O fato novo, no quadro de guerra
explícita, terá sido, nos idos do século passado, a “Guerra Fria”: o engenho
político que, ao administrar as disputas, adiou o conflito temido. A polaridade
dos arsenais atômicos, levados a extremos de destruição impensáveis, convenceu
os senhores do mundo do desatino de um conflito que não ensejava a
possibilidade de vencedores.
Em
outros termos, a iminência da destruição absoluta, tornada factualmente
possível, faria da paz um imperativo. O medo, ou o instinto de sobrevivência,
manteve a disputa em níveis de certa razoabilidade, embora o antagonismo entre
as potências produzisse ou amplificasse confrontos mortíferos na periferia do
sistema. É o caráter do cenário internacional de hoje, pontuado por focos de
tensão e de conflitos de toda ordem: é a paz possível, a paz assegurada por
guerras sob o controle das superpotências; guerras que não terminam, que
se sucedem umas às outras, enquanto afastam do horizonte imediato o grande
embate do fim dos tempos.
A
disputa pela hegemonia se mantém de pé, mas a “grande guerra”, agora, opera-se
“pelas beiradas”. A Segunda Guerra Mundial (1939–1945) pôs em cena a dissensão
intercapitalista ao opor o Eixo (Alemanha, Japão, Itália) aos Aliados,
condomínio que reunia, à frente de todos, os EUA e a URSS (invadida pela
Alemanha), cujas respectivas vitórias políticas, militares e territoriais
impuseram a dita Guerra Fria. Vencida a ameaça nazista e superado o exercício
intercapitalista, o conflito dos dois mundos passava a ser o confronto dos
blocos comunista e capitalista. O enredo muda.
Vivemos
uma outra Guerra Fria, coerente com os desafios de hoje: um intermezzo entre
a polaridade comercial, política e militar escancarada (EUA – China) e seu esperável desfecho,
gestado nas entranhas do processo histórico.
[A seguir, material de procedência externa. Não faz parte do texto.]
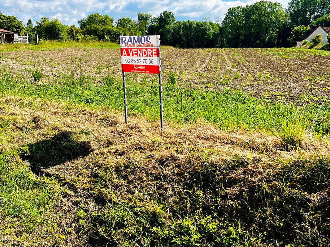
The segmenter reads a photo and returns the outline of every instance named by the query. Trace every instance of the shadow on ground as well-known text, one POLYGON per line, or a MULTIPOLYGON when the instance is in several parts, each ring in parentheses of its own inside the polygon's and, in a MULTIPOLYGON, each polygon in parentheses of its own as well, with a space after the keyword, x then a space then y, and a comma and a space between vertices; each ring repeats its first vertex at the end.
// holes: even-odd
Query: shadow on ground
POLYGON ((72 137, 72 133, 63 131, 49 139, 27 145, 21 158, 29 161, 31 170, 38 176, 45 173, 42 169, 85 157, 92 151, 90 143, 72 137))

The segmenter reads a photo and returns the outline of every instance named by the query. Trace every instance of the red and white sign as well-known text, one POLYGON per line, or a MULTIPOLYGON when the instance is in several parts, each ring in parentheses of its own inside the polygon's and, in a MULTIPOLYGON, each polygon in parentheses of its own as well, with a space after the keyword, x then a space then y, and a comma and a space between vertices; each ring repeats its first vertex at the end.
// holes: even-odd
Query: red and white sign
POLYGON ((121 69, 124 72, 159 74, 159 35, 121 36, 121 69))

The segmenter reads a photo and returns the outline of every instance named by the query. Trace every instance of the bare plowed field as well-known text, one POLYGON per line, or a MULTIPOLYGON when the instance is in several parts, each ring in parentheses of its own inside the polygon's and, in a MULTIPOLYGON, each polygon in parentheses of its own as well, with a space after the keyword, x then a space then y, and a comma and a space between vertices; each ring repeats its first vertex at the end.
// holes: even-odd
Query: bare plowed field
MULTIPOLYGON (((298 102, 309 92, 312 100, 320 101, 330 94, 329 54, 291 48, 165 47, 162 53, 162 70, 165 80, 174 73, 180 86, 185 88, 238 89, 259 97, 298 102)), ((119 49, 113 48, 24 51, 3 53, 0 64, 26 76, 33 66, 41 66, 48 76, 44 81, 56 80, 68 73, 86 73, 97 79, 109 73, 120 76, 119 56, 119 49)))

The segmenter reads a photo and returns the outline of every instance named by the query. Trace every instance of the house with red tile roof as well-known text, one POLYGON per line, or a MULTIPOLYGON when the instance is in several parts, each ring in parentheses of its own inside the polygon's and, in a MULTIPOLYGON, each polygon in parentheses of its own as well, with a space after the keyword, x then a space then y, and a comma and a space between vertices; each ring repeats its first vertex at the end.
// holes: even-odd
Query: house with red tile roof
POLYGON ((29 38, 27 34, 25 36, 19 36, 12 32, 0 28, 0 43, 28 43, 29 38))
POLYGON ((305 40, 310 41, 312 38, 314 37, 317 34, 321 34, 322 36, 321 42, 322 44, 328 42, 327 36, 330 33, 330 27, 324 27, 321 25, 312 26, 297 41, 297 46, 300 46, 302 45, 303 42, 305 40))
POLYGON ((0 43, 14 43, 14 33, 0 28, 0 43))

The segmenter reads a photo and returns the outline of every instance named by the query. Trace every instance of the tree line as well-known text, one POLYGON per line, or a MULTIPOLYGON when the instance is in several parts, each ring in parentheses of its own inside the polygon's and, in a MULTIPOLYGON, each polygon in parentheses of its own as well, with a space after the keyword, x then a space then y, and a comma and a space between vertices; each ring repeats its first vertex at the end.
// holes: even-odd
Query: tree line
MULTIPOLYGON (((229 9, 223 20, 177 21, 170 11, 153 17, 137 14, 136 20, 115 21, 95 13, 69 26, 43 17, 26 26, 15 16, 0 13, 0 28, 17 33, 38 33, 44 40, 103 40, 118 42, 120 35, 159 34, 163 44, 181 48, 288 47, 314 25, 330 26, 330 0, 291 0, 285 9, 279 3, 261 1, 229 9)), ((33 37, 32 37, 33 38, 33 37)))

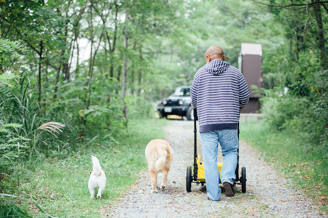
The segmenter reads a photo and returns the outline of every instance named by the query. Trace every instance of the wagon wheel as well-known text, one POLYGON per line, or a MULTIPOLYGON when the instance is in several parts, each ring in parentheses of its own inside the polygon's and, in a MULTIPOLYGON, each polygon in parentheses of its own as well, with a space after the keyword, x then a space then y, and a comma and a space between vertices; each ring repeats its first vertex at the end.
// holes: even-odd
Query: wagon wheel
POLYGON ((186 189, 187 192, 191 191, 191 167, 188 166, 187 168, 187 176, 186 177, 186 189))
POLYGON ((243 167, 241 168, 241 178, 240 179, 241 183, 241 192, 244 193, 246 192, 246 168, 243 167))

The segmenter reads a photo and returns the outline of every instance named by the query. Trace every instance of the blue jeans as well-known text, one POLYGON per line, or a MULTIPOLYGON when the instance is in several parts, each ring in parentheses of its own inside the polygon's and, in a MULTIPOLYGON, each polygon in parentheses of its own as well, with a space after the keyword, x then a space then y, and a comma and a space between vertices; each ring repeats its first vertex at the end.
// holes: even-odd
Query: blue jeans
POLYGON ((203 149, 206 191, 210 200, 219 201, 221 189, 216 159, 219 143, 221 146, 223 163, 221 170, 221 182, 233 184, 237 166, 238 137, 237 130, 213 130, 200 133, 203 149))

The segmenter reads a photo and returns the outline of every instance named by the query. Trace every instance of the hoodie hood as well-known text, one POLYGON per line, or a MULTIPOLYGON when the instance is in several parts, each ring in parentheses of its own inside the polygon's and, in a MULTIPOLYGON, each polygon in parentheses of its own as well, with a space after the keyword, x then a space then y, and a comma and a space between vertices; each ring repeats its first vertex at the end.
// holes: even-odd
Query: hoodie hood
POLYGON ((219 59, 212 60, 203 67, 209 73, 214 75, 218 75, 224 72, 230 66, 228 62, 219 59))

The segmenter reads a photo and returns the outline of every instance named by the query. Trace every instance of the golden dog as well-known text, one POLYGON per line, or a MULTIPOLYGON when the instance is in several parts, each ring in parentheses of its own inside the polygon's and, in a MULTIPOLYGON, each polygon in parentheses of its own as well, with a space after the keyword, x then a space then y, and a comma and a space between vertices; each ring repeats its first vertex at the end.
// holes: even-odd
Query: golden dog
POLYGON ((167 174, 173 158, 173 150, 165 140, 154 139, 148 143, 145 153, 153 187, 151 193, 157 192, 157 173, 159 172, 161 172, 163 174, 161 189, 164 191, 167 187, 167 174))

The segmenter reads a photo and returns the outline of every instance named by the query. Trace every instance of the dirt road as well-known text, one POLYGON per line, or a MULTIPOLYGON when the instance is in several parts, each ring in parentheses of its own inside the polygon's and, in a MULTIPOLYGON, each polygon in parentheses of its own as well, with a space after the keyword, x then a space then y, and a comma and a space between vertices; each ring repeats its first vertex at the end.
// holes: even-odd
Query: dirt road
MULTIPOLYGON (((162 191, 158 189, 158 193, 151 193, 149 174, 142 172, 136 184, 117 204, 109 208, 104 206, 102 215, 150 218, 328 217, 327 214, 320 214, 317 206, 302 195, 301 190, 291 188, 290 180, 243 142, 239 143, 239 162, 241 169, 243 166, 246 169, 246 193, 241 193, 241 186, 237 185, 235 197, 227 197, 222 192, 220 201, 211 201, 207 199, 206 185, 202 187, 194 183, 192 184, 192 191, 187 192, 187 167, 192 166, 193 162, 193 122, 171 121, 171 125, 166 128, 165 139, 174 151, 174 156, 167 190, 162 191)), ((197 137, 199 138, 199 135, 197 137)), ((201 143, 198 141, 198 154, 201 154, 201 143)), ((218 161, 221 158, 219 156, 218 161)), ((161 179, 160 174, 158 180, 161 179)))

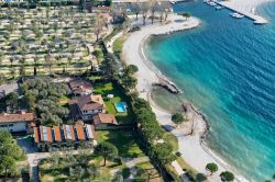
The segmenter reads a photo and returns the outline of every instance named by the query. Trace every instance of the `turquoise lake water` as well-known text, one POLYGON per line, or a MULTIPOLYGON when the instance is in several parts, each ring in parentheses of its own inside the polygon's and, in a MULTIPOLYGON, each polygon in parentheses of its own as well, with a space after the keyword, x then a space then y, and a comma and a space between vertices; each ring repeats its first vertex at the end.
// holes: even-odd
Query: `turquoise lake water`
POLYGON ((183 99, 207 115, 208 144, 250 181, 275 173, 275 3, 257 9, 267 25, 232 19, 201 1, 177 4, 201 20, 200 27, 145 45, 148 59, 183 91, 154 91, 169 110, 183 99))

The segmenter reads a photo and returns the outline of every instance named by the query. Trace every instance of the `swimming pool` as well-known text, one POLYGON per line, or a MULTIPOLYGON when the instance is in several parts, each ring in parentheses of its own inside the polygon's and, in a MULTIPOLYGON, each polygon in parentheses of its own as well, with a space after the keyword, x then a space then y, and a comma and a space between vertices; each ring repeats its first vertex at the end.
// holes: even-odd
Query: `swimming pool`
POLYGON ((127 112, 127 103, 125 102, 117 102, 114 103, 116 110, 119 113, 124 113, 127 112))

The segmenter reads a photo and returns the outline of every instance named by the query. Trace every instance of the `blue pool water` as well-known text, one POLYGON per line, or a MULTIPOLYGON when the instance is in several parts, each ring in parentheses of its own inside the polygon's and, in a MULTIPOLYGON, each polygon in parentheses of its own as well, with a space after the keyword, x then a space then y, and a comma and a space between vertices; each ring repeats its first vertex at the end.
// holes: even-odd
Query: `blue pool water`
POLYGON ((275 3, 256 11, 267 25, 235 20, 201 1, 177 4, 201 20, 200 27, 145 45, 148 59, 183 91, 173 98, 154 92, 156 102, 173 109, 187 99, 208 117, 208 144, 250 181, 275 173, 275 3))
POLYGON ((127 112, 127 103, 125 102, 117 102, 114 103, 116 110, 119 113, 124 113, 127 112))

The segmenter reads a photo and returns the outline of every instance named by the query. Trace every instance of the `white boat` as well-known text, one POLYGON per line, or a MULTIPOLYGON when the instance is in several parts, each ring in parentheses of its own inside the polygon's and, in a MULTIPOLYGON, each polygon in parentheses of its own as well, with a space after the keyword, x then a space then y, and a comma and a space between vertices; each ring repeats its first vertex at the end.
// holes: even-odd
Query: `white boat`
POLYGON ((224 7, 221 7, 221 5, 217 5, 216 7, 216 10, 221 10, 221 9, 223 9, 224 7))
POLYGON ((242 19, 244 15, 238 12, 231 13, 231 16, 235 18, 235 19, 242 19))
POLYGON ((211 7, 216 7, 216 5, 217 5, 217 3, 216 3, 216 2, 209 2, 209 5, 211 5, 211 7))

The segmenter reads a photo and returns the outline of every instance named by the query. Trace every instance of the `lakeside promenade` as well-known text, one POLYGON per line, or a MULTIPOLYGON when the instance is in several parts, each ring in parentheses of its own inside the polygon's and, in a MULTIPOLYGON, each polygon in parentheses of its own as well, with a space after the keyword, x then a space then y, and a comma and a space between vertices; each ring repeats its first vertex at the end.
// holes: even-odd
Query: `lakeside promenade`
MULTIPOLYGON (((200 21, 196 18, 190 18, 185 21, 182 15, 177 14, 170 14, 167 22, 169 23, 154 23, 153 25, 150 24, 142 26, 141 31, 132 33, 123 45, 123 60, 125 60, 129 65, 132 64, 139 67, 139 72, 136 73, 136 90, 140 93, 140 98, 150 101, 153 111, 156 114, 157 121, 162 126, 168 126, 169 128, 173 128, 170 132, 178 139, 179 151, 183 153, 184 160, 201 173, 207 173, 207 163, 216 162, 219 167, 219 171, 208 179, 210 181, 219 181, 220 172, 226 170, 224 163, 221 164, 219 161, 217 161, 217 157, 213 157, 207 152, 201 146, 201 136, 207 129, 206 123, 201 116, 193 111, 188 114, 188 117, 194 120, 195 130, 194 135, 186 135, 186 129, 189 132, 189 127, 175 127, 175 124, 170 120, 172 114, 160 109, 150 99, 153 83, 158 80, 160 70, 154 68, 154 66, 148 60, 146 60, 146 57, 143 53, 144 42, 152 35, 165 35, 177 31, 190 30, 199 26, 200 24, 200 21)), ((182 172, 184 174, 184 171, 182 172)), ((240 180, 237 179, 237 181, 240 180)))

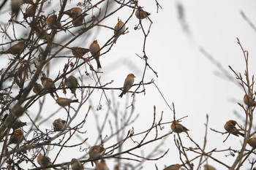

No desenho deste cenário em construção, os países da periferia do capitalismo não são arquitetos, mas nos incumbe saber que papel desejamos e podemos desempenhar; que espaço precisamos defender; que projetos de sociedade, nação, país podemos perseguir; é o espaço que as circunstâncias de hoje nos ensejam. É o que ditam nosso tamanho e nossa população, e é o que dita a realidade geopolítica que nos faz, brasileiros, irmãos do México.
O giro conservador que percorre o mundo
como rastilho de pólvora, à beira da naturalização, e com o qual hoje
convivemos — em nosso continente e em casa — não é um determinismo, muito menos
capricho dos deuses. Fenômeno histórico, precisa ser compreendido, pois esta é
a melhor, senão a única forma de conter seu avanço.
O
enfrentamento que nos incumbe é político-ideológico, e só adquire sentido
quando se transforma em ação. Os recuos do passado abriram as sendas que
possibilitaram o quase livre caminhar do fascismo e de suas variações
históricas, todas fundadas na brutalidade devastadora das liberdades,
espancando esperanças, sonhos, projetos de uma civilização minimamente digna.
Daí
a promoção da violência, de mãos dadas com o farsesco clamor pelo seu combate —
este, o novo cantochão da direita, no mundo, e aqui e agora, devolvendo
aos arquivos as prédicas sobre liberdade e democracia. Não se trata da
violência larvar, intrínseca à sociedade de classes (violência que se nega, que
se escamoteia): trata-se da violência dos aparelhos repressores dos Estados,
que caminha da repressão indiscriminada de imigrantes ao genocídio
de palestinos e a destruição de Gaza.
Todos
estamos e devemos estar preocupados com nosso processo eleitoral, mas ele
precisa ser analisado e enfrentado como desdobramento de fenômeno ainda maior,
e mais importante, porque fonte de tudo: o crescimento das ideologias e da ação
concertada da direita, da extrema-direita e dos reacionários de um modo geral,
e sua forte influência sobre as massas populares e, portanto, sobre o
comportamento político de nosso povo, como estamos vendo mais claramente desde
2018, como vimos em 2022 e como poderemos ver em 2026.
Este
é o fato, concreto e contundente; mas não encerra a história toda: o dever da
interpretação sociológica, superando a aparência do fenômeno, é identificar sua
essência, os condicionantes da formação do pensamento de direita no Brasil, sua
gênese e o desenvolvimento que vem alcançando nas últimas décadas, quando a
leitura do processo social que antecedeu o fim da ditadura — nomeadamente a
partir de 2002, com a ascensão de governos de centro-esquerda — sugeria o
reencontro do projeto nacional-democrático, com justificadas aspirações de
justiça social.
A
reversão de expectativas não foi abrupta — raramente é. Em todo o mundo, a
social-democracia vinha se revelando inepta para enfrentar os desafios impostos
pelo mundo real. Cessada a “ameaça comunista”, o novo fantasma era a crise
social (uma vez mais o desemprego, agora acicatado pela crise do trabalho; a
brutal e crescente concentração de renda), quando mais alto era o
desenvolvimento econômico, científico e tecnológico.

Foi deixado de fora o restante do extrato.